The President of the Republic of Cyprus Nicos Anastasiades and Turkish Cypriot leader Mustafa Akinci are in Geneva for three days of negotiation (9-11 January), wrapping the details of what is hoped to be either a settlement or a framework agreement for the island’s reunification.

On Sunday, Akinci said he remains optimistic, although there should not be “exaggerated expectations.” President Anastasiades has refused to speak of either optimism or pessimism. Progress between the two communities will determine when the so-called “guarantor powers” will be involved: namely, Greece, Turkey, and the U.K. A multilateral meeting is scheduled for January 12.

The new U.N. Secretary-General Antonio Guterres is hoping for a breakthrough. It is still unclear whether the UN Secretary will be present in Geneva throughout the negotiations.
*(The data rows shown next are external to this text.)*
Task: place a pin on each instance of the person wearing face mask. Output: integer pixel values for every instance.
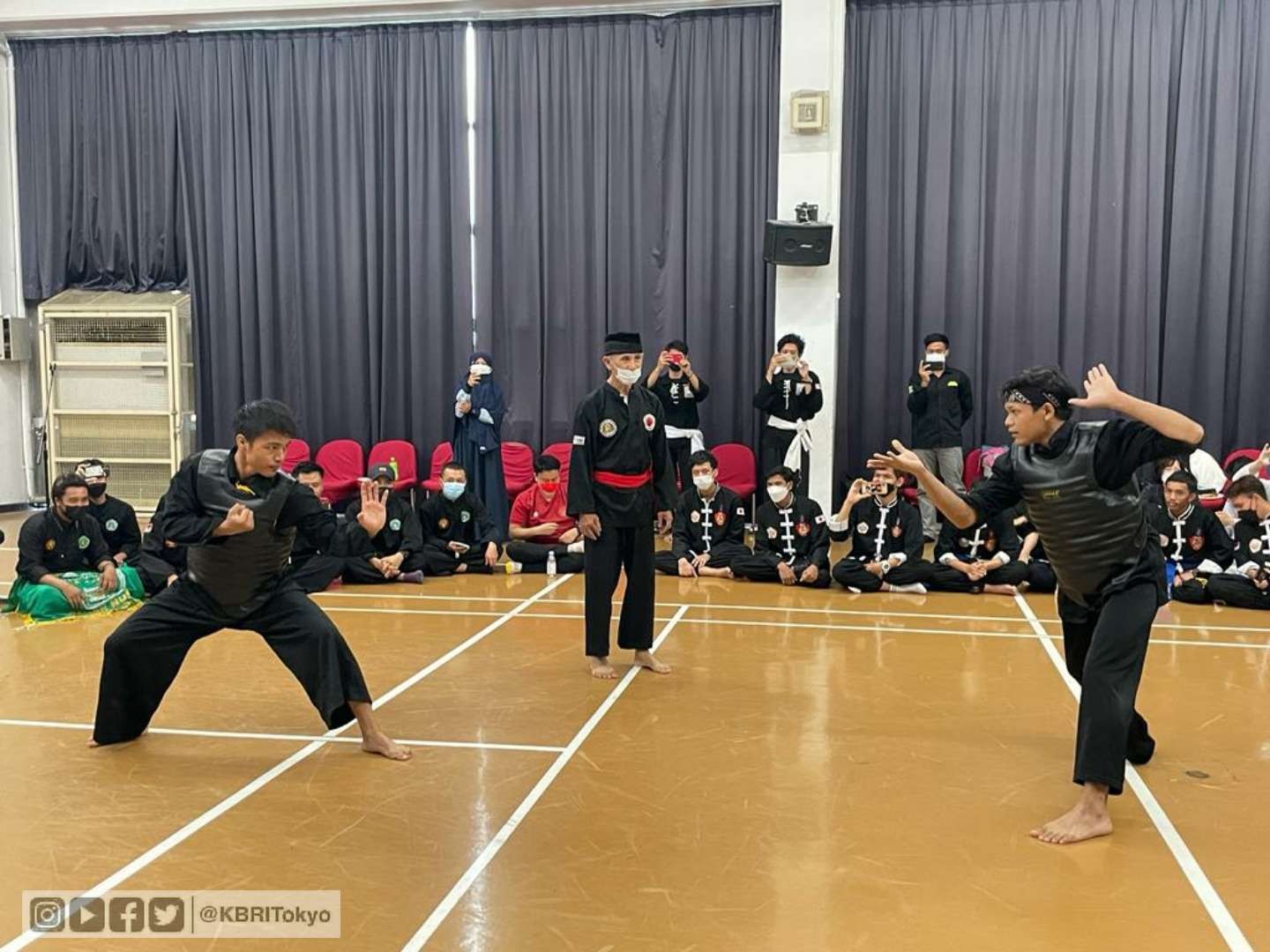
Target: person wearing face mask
(791, 539)
(1194, 541)
(64, 564)
(620, 480)
(542, 524)
(459, 536)
(885, 537)
(940, 403)
(680, 390)
(709, 525)
(118, 519)
(790, 395)
(479, 412)
(1246, 584)
(1076, 481)
(238, 513)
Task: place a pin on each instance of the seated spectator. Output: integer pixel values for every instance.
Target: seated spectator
(1247, 582)
(118, 519)
(64, 564)
(791, 544)
(458, 533)
(885, 539)
(1194, 541)
(709, 525)
(540, 524)
(982, 559)
(161, 562)
(680, 389)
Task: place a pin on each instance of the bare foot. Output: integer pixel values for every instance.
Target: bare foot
(600, 668)
(1086, 820)
(384, 746)
(646, 659)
Territorial delineation for the constituent entities of a future federation does not appear to be the main issue in this round of negotiations. “Security” is at the heart of the negotiation and, specifically, the presence of 30,000 Turkish troops on the island’s north.

Following talks in Mont-Pelerin, Switzerland, in November, the two sides did not conclude on criteria for territorial adjustments, but in subsequent negotiations, in December some progress was reported.

The island remains divided since 1974 when Turkey invaded the island following a coup backed by the Greek colonel’s regime. Britain appears ready to relinquish approximately half of the territory it holds on the island to facilitate an agreement.

Any deal made must win over public opinion, as the two communities will have to ratify the agreement in a referendum. A 2004 deal was rejected by Greek Cypriots.